My Recumbent Veltop Review has been published in Velo Vision.  A version in .pdf format can be found here - Both the cover image shown on the left and the .pdf version of my review are courtesy of the editor Peter Eland...For those of you who don't know this excellent cycling magazine, Velo Vision can be found by clicking this link.

Friday, 3 September 2010

Veltop...What's it really like? Recumbent Veltop Review

I have now completed my Recumbent Veltop Review and it has been submitted for possible publication to a national cycle magazine.  If they do not wish to publish, I will definitely post links to the review from this blog...

Friday, 9 July 2010

Prees Trice Weekend Pictures

Images from this event can now be found here - If you would like copies of any of these pictures, please contact me by using the comments feature below this item.  My sincere thanks go to Pat Douglass at Xpanding Horizons for allowing me to use many of the pictures she took over that weekend.

Monday, 5 July 2010

Prees Trice Weekend by Mike Hessey

What a great event! Congratulations and thanks to all those involved in organising the event, and also to Abigail who managed more than twice her previous highest mileage, and on a heavy KMX while the rest of us were on Trices - and at 10 she is only 1/6 of my age, which is depressing, and I would never have even considered such a ride when I was her age!  I really enjoyed the ride, and it was particularly satisfying to see a younger rider take part, and complete the ride.
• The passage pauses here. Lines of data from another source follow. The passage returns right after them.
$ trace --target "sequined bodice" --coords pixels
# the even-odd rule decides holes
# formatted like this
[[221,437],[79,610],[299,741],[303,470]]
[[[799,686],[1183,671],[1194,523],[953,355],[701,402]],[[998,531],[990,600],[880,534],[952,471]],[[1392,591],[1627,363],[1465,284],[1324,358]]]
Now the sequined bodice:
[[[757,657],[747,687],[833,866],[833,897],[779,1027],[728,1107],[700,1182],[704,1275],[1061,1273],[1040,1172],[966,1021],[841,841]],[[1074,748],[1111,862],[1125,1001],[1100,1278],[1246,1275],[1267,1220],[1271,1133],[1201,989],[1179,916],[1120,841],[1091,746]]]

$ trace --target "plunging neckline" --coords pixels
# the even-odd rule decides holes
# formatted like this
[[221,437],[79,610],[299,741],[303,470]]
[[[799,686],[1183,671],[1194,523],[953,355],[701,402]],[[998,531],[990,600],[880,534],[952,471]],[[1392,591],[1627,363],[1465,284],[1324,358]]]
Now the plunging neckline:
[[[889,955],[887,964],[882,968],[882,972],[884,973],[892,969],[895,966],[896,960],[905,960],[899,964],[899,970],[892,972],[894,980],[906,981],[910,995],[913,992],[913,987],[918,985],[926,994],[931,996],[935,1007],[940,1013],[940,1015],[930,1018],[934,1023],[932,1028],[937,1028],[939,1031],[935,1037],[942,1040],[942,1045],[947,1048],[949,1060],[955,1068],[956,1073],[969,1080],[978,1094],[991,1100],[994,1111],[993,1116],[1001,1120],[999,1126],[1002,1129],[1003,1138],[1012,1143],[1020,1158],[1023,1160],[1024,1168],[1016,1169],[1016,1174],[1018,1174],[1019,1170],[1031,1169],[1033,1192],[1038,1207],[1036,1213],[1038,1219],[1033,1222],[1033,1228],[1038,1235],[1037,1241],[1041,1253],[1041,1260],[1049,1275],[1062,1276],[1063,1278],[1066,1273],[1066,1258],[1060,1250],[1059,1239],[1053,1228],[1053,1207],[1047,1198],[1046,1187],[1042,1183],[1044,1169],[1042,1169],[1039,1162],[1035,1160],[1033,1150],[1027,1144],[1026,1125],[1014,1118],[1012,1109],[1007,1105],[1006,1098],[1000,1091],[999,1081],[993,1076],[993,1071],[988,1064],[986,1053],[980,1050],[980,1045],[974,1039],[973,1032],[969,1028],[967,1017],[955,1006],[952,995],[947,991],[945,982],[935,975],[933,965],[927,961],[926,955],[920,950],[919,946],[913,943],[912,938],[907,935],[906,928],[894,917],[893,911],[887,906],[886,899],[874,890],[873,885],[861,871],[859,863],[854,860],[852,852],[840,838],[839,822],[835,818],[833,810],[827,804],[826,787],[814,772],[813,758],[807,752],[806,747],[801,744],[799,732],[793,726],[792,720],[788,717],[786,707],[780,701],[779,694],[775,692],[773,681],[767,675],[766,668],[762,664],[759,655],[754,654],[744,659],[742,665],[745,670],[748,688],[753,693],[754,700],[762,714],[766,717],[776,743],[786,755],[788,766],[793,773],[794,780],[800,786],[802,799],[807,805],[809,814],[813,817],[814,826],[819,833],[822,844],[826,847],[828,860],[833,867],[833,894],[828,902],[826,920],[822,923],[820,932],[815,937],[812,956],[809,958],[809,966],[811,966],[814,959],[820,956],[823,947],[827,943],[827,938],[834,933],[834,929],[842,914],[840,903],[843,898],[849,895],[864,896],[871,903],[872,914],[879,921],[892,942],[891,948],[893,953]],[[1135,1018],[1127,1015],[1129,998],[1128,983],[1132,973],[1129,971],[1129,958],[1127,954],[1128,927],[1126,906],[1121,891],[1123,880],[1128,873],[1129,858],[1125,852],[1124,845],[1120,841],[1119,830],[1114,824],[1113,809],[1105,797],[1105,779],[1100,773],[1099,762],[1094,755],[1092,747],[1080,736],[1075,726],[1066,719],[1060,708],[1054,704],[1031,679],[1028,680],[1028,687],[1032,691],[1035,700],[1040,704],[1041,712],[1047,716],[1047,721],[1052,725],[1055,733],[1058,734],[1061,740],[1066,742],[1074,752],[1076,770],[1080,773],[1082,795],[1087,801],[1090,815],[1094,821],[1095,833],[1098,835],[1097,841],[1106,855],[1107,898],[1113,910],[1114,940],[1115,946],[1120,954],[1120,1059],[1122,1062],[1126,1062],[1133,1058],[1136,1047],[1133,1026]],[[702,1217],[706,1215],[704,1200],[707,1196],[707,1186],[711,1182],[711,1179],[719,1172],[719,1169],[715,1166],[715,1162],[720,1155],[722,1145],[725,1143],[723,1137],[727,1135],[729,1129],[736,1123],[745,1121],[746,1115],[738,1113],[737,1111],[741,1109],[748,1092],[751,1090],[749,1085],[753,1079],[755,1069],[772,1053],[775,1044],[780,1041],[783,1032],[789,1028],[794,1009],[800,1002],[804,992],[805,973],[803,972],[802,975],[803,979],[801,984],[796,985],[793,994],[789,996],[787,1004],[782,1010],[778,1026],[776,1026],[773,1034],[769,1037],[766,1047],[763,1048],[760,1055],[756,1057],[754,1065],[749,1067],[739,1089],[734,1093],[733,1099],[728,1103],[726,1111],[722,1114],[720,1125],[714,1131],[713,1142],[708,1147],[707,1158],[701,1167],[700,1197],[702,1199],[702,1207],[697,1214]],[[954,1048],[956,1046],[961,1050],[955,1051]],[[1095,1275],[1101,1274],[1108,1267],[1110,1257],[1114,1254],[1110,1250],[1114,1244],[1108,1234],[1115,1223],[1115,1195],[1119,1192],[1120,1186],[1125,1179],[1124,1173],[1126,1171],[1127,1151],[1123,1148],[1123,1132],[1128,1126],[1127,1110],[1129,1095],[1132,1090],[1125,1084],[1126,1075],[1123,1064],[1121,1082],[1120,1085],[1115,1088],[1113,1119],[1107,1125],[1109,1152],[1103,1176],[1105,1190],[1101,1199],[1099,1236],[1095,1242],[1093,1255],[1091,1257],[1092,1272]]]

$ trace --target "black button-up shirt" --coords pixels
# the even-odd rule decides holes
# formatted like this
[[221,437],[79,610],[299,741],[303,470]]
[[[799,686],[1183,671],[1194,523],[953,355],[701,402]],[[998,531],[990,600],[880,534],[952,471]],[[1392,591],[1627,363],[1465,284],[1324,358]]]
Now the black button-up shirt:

I think Abigail did really well - congratulations to her.  I thought Abigail did very well towards the end; the time I was getting quite concerned was at around 40% of the distance - she obviously picked up later, while I was suffering from heatstroke by then (my excuse)! I was horrendously sunburnt on the legs when I got back (I forgot to take any cream with me), but I was sufficiently tired that it did not affect my sleeping, and although it still looks horribly red, it is not all that uncomfortable.

Note added by Tricerider:  On the left is a GPS generated map of the Saturday Prees route.  For Mike, Abigail (my daughter) and myself the ride was a total of 37 miles (60 Km).  On our return journey, we unfortunately missed a turning that would have taken us directly to the campsite at Green Lane.  However, I doubt that more than a mile was added by our unplanned detour.